Golden Rule No 1: Know your people, know your people, know your people
Can you believe it’s been two years since we published our book – time really does fly. To mark the occasion, we thought we’d publish one of the stories from the book.
This story is also relevant as we have been working with a client recently to embed the Golden Rules of Leadership into their organisation and Golden Rule No 1: Know your people, know your people, know your people has struck a particular chord for most and seems to the one that people have found easiest to implement.
Hope you enjoy the story, and remember it’s like we say when talking about this Golden Rule – if leadership really is about people, you need to know who they are and this more often than not just involves talking to them and taking an interest in them.
“To this day, Ian is still the best leader I’ve ever had
So what was it Ian did that was so different from any other leader? The short answer is this: I knew that he cared about me as an individual and he always had my best interests at heart. Yeah I know, easy to write but how did he do that?
Right from the off, even before I started the job, Ian took the time to find out all about me as a person, and I recall a telephone call that happened between us two weeks prior to me starting where he rang to welcome me to the company. Instead of doing what most people might have done, to tell me how great it is working for the organisation and what I would be doing in the first few weeks, Ian spent the entire call finding out all about me, what had made me want to join my new employer, what was I looking forward to and what was I nervous about.
He was also fascinated with the job I was leaving (at the time I was working as a Customer Service Manager on the Leeds – London trains) and asked me lots of questions about it. Funny, only on reflection now do I think this was his strategy to get me talking about something he knew I was comfortable with, which also gave him loads of information and enabled him to establish a shared interest very early on. From then on, the subject of trains would often feature in our social conversations.
The week after this telephone call I met Ian for the first-time face to face. He walked into the office drinking from a Manchester Utd mug, and because I felt so comfortable after the call the previous week, I made some sarcastic quip about the mug – and from that moment on we never looked back.

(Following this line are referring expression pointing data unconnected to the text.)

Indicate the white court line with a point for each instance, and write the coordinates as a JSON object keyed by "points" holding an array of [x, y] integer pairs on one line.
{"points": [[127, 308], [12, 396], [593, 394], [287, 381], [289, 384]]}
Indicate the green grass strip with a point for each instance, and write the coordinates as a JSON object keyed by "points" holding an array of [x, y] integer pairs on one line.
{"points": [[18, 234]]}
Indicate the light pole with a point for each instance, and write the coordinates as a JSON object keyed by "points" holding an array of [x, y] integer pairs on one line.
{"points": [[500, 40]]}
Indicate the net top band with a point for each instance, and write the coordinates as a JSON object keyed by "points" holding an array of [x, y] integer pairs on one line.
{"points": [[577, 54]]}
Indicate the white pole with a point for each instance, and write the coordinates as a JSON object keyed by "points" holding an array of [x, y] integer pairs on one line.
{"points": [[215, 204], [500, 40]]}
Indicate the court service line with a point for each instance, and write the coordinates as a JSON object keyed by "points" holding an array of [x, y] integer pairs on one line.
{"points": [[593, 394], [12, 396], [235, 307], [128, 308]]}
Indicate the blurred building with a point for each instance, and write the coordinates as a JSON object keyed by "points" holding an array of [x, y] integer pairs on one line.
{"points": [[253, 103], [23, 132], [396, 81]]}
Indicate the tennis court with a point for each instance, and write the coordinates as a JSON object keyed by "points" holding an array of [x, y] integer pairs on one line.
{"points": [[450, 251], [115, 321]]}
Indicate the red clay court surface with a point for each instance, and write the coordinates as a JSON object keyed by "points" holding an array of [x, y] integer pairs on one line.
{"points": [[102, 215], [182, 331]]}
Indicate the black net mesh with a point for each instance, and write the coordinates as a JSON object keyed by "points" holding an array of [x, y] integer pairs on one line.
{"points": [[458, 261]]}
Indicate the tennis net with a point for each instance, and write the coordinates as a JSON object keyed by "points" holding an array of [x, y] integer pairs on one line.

During the entire time we worked together he constantly challenged me and never let me rest on my laurels, forcing me outside of my ‘comfort zone’. At times I found it incredibly uncomfortable and difficult, but I never once questioned his intentions. Because he had showed genuine interest and care in me as a person right from the off, and throughout the entire time we worked together; I instinctively knew he always had my best interests at heart. I often confided in Ian about things I was struggling with (as he did with me), even at one point admitting I wanted to leave and go back to the trains because this job was too hard. Instead of taking umbrage, like a lot of leaders might have done, he listened and then challenged my thinking, helping to make me realise it would have been a total backward step.
I never once felt judged by Ian. To this day he is the only boss who has ever really understood me in this way, and even though we haven’t worked together for many years, I still seek out and value his opinion.”